As I continue to grow my knowledge in internationalization (i18n), I've had the request from internal and external customers to support something strange.
"Hey, can we support the region of "Spain" but avoid taking on translation since translation is costly and requires hiring translators?"
As any developer, I thought "sure, I can do this!"
As it turns out, the more important question is not “can you do it” but “should you do it?”
How I Tried To Solve This
My first attempt to solve this was to look at date-fns
since many UI developers use that for formatting. If date-fns
had the “en-SA” locale or if it allowed me to pass it anyway, then my journey would be over. Sadly, I quickly found out that their locale support was limited to a pretty small set of countries and it is manually maintained as opposed to taken from a continuously updated source.
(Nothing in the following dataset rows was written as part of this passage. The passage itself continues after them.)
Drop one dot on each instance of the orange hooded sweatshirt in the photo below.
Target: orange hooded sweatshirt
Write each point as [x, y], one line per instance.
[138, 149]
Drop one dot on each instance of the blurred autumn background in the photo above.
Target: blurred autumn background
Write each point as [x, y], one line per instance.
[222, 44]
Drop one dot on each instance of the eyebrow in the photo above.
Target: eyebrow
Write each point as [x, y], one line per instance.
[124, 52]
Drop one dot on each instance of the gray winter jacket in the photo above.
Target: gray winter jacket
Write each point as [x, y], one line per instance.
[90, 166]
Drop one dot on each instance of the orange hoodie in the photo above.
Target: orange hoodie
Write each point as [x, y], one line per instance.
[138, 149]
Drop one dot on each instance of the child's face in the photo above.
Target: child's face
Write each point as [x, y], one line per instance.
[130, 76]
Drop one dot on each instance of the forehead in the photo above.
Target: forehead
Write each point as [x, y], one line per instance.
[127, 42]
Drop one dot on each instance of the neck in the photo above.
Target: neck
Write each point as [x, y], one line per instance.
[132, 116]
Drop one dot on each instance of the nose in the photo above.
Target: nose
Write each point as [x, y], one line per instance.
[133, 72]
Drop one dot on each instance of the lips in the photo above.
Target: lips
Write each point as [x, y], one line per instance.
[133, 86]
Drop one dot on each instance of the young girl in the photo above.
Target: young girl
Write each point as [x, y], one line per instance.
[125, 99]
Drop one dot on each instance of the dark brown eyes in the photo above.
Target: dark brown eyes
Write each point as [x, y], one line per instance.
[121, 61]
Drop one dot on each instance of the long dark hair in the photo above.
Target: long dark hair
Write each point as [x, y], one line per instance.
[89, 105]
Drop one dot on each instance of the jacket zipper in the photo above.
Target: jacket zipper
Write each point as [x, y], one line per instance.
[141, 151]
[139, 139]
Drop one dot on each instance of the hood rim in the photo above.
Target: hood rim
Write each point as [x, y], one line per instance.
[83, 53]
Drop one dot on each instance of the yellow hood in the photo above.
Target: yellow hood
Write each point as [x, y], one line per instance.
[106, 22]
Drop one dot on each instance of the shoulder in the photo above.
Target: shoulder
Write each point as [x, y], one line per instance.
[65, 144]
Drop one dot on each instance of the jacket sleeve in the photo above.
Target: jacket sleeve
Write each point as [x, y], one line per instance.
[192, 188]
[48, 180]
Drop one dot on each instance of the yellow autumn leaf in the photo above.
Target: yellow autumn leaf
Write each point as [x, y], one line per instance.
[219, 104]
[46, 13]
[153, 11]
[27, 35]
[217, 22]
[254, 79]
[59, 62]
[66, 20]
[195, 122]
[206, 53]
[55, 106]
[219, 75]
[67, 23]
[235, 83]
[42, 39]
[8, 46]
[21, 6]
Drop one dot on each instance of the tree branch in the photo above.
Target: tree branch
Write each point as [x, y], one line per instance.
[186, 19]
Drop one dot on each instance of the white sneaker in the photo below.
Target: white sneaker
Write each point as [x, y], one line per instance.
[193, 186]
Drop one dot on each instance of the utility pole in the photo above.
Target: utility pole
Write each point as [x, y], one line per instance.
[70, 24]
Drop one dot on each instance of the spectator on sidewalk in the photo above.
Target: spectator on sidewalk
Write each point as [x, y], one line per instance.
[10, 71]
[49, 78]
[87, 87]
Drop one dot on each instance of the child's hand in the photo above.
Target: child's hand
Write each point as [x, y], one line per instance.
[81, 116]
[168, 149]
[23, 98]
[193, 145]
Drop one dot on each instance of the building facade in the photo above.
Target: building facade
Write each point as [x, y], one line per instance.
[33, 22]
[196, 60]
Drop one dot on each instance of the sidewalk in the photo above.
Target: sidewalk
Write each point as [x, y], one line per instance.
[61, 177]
So then I started to look for a way to get the most up-to-date locale information. This search brought me to the browser supplied Intl API. Seemed pretty great (at first), except Intl doesn’t allow me to get the formats, which hurts my ability to communicate to the user what they are expected to type into a date input widget. I’ve since submitted this as a feature request, but since support would only come if the ECMAScript spec committee agreed to it and all browsers implement the enhanced spec, it would take a very long time to get a full solution.
After researching it a lot, I finally came to the source of truth, the CLDR. This is actually what the browsers use under the hood with Intl. By using the CLDR data directly, we have an opportunity to:
- stay continually up-to-date with locales (since new countries/regions form and existing countries/regions change preferences)
- get access to the formats for each locale’s dates, date/time, etc. so that we can inform screen reader users of the expected string to type (Which again,
Intl
does not support at this time) - get access to the source data so we can finally see if there is data for a locale like “en-SA”
But wait… the CLDR data doesn’t have “en-SA” either! So what should we do?
How Does CLDR Handle Missing Locales
So my immediate finding was: there is no "en-SA" locale, there is only "ar-SA." In other words, there is Saudi Arabia that speaks Arabic, but no Saudi Arabia that speaks English. This reflects reality. So why would we try to fake "en-SA"?
Let's see what would happen anyway. Luckily, the CLDR Elixir library has a very clear (but less-than-ideal answer):
When validating a locale name, Cldr will attempt to match the requested locale name to a configured locale. Therefore Cldr.Locale.new/1 may return an {:ok, language_tag} tuple even when the locale returned does not exactly match the requested locale name. For example, the following attempts to create a locale matching the non-existent “English as spoken in Spain” local name. Here Cldr will match to the nearest configured locale, which in this case will be “en”.
That one part is so important that it is worth repeating:
the non-existent “English as spoken in Spain” locale name
It doesn't exist.
While I like the clarity of their documentation, I am not pleased with the resolving that happens (i.e. "match to the nearest configured locale, which in this case will be 'en'"). So if you were to pass "en-SA", you don't get an error, you get an unexpected mutation.
So now that we know that the Elixir library for CLDR will silently resolve our fake "English Saudi Arabia" locale to English, let's see how Intl handles it.
Intl.DateTimeFormat("en-SA").format(new Date())
// '8/11/2023'
As you can see, it is using English United States standard for date where the month is first. This is NOT how Saudi Arabia prefers dates. They use the d/M/y
pattern as shown in LocalePlanet, which is nearly identical to CLDR in my experience. So Saudi Arabia expects 11/8/2023 and yet if used our "fake locale" approach, we would be accidentally giving them 8/11/2023.
This would not be helpful to the user.
So What Should We Do?
Often the simplest answer is best for the user, and we have a simple answer:
Do not give your user to select a locale that does not exist in the CLDR.
Instead, give them some kind of UX feedback that helps them to find a locale that most closely matches their preferences.
For example, you could even give them a questionnaire.
Which of these number formats looks most normal to you? Which of these date formats look best to you?
Once they click on the radio buttons for that questionnaire, you can give them a list of commonly used locales that utilize those formats. For example, people who like to see months first, often will select "en-GB" for English as it is spoken in Great Britain. By doing this, you've:
- 🌈 helped your user to get the end result they want
- 🌈 you didn't have to mislead the user by giving them the false sense that their region/country is supported, which prevents a great many bugs
- 🌈you didn't have to write a bunch of fancy code just to workaround the problem. This would have led to hacky code.
Ultimately, honesty is the best policy.